Published online by Cambridge University Press: 07 September 2010
The large majority of the following extracts are taken from London records, which are fuller, more interesting, and more accessible than those of any other British town: moreover, such concentration gives much more unity to the general picture. Readers who wish to pursue the subject further should read Dr R. R. Sharpe's Calendars of London Letterbooks, Wills and Inquests; Prof. G. Unwin's London Gilds and Companies; Miss Bateson's editions (with translations) of the Leicester and Northampton Borough Records; and Miss Maud Sellers's York Memorandum Book (Surtees Soc, 2 vols.).
LONDON FOLK-MOTE
From Liber de Antiquis Legibus, in Chronicles of Old London, tr. Riley, 1863, pp. 34, 38, 48. (A very useful translation of the Liber de Antiquis Legibus, written about 1274, with later additions, and of the French Chronicle of London, written about 1360.) For a description of the medieval mote see F. W. Maitland's article in Chapter III. of H. D. Traill's Social England.

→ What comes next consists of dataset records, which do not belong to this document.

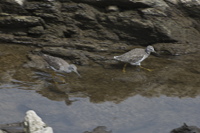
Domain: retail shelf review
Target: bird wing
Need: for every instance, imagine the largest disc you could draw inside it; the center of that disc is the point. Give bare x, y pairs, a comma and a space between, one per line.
54, 62
134, 55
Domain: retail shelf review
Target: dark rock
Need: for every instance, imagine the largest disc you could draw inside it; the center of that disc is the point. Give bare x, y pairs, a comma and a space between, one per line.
175, 49
99, 129
36, 30
186, 129
20, 21
76, 56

[a.d. 1257.] Afterwards on the Vigil of the Purification, the Mayor and a countless multitude meeting in the Guildhall, Michael Tovy and Adam de Basing were sent thither by his lordship the King, to say that the King was willing to preserve all their franchises unimpaired; but that, for the benefit of the City, he was wishful that inquisition should be made, and that too upon oath, by what persons his commons had been so aggrieved in reference to tallages and other instances of transgression; as also, that no one should be punished unless he had offended, and that too, without detriment to the community.